As humans, we plan the picture perfect life in our heads. We never imagine that anything as devastating as losing a parent, a best friend, or a child would happen to US. We know it happens...but to US?? Just like my husband and his sisters always pictured their father being at their weddings, and just like my sister-in-law always pictured her and her best friend having play dates with their kids together, a woman always pictures herself decorating a nursery and giving birth to a healthy screaming baby who they will spend every day or their lives watching grow up into young men and woman with families of their own. When life doesn't go the way we planned in our heads, we grieve the hardest and longest. There isn't a way to just "get over it." Life wasn't supposed to be the way it is, and that's one of the hardest realities to accept.

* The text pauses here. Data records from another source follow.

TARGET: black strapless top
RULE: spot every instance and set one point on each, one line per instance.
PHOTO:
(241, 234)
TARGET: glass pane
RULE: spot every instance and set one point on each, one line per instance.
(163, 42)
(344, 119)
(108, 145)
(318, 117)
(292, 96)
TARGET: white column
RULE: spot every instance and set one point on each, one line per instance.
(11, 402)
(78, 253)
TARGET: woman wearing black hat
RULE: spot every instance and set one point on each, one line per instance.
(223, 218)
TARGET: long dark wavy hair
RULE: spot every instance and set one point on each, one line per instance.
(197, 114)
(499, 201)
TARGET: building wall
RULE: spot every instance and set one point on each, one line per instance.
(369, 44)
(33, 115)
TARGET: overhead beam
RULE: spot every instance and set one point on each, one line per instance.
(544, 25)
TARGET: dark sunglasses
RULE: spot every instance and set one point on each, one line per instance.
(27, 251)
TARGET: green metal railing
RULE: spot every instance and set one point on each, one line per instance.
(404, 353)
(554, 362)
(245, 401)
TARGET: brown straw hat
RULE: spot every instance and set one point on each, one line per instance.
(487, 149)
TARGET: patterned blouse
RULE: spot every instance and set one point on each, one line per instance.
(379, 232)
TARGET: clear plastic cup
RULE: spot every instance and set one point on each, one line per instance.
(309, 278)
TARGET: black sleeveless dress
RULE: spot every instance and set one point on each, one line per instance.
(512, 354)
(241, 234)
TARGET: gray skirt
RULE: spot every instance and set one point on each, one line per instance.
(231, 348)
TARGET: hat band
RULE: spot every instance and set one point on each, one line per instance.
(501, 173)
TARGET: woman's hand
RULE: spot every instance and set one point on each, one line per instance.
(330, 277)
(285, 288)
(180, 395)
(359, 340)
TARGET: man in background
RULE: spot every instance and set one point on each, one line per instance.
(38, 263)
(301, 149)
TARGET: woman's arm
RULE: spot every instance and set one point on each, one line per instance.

I met a woman on Tuesday who was hospitalized at the hospital I work at. When I came into work at 2pm the other crisis worker told me she had been trying all day to go see this woman we were consulted on but other things kept coming it. When I met with the woman and her husband, I knew there was a good reason that crisis worker was not the one who met with her. I knew it was me that was supposed to be there in that moment for her. She was an older woman...in her late 40's. She had been experiencing suicidal thoughts while taking Ambien and was having mood swings, crying spells, and anxiety attacks. The woman immediately told me she recognizes a lot of her emotional issues stem from her daughter being stillborn in 1996 and never having talked to anyone about how traumatizing her daughter's birth was or how lonely and depressed she felt after her daughter died. I immediately shared with this woman that I too had a stillborn daughter and three miscarriages, and that I know it is especially important to have a good support system and to be able to be open about the feelings experienced after losing a baby. The woman shared that before her daughter was stillborn, she lost two babies to miscarriage, and then had her son which she feels incredibly blessed to have. However, she always feels like a huge piece of her has been missing for the past 18 years. She explained that to this very day, she feels jealous of pregnant women and has a hard time congratulating the women in her family who are having babies. She told me that the day her nephew's daughter was born she had intense flashbacks to the birth of her own daughter and her daughter's funeral. The woman said "this is the first time I have admitted any of this to anyone." What better place for me to have been at that very moment than right there with this woman validating her every emotion?!
My conversation with this woman was proof that you cannot grieve on a timeline. You cannot force yourself to "get over it" or to "move on." You cannot put all your emotions into a bottle without expecting that something will come alone and shake them up until they explode. You cannot expect that you can just forget that there was another child that was supposed to have been apart of your life who you never got to watch grow up and whose personality you never got to see unfold.


1 comment:
Wow! I'm amazed at your story. I'm so sad about all your heartache and hardships and your beautiful angels. I so hope that you will one day have success. Thank you for sharing your story of strength.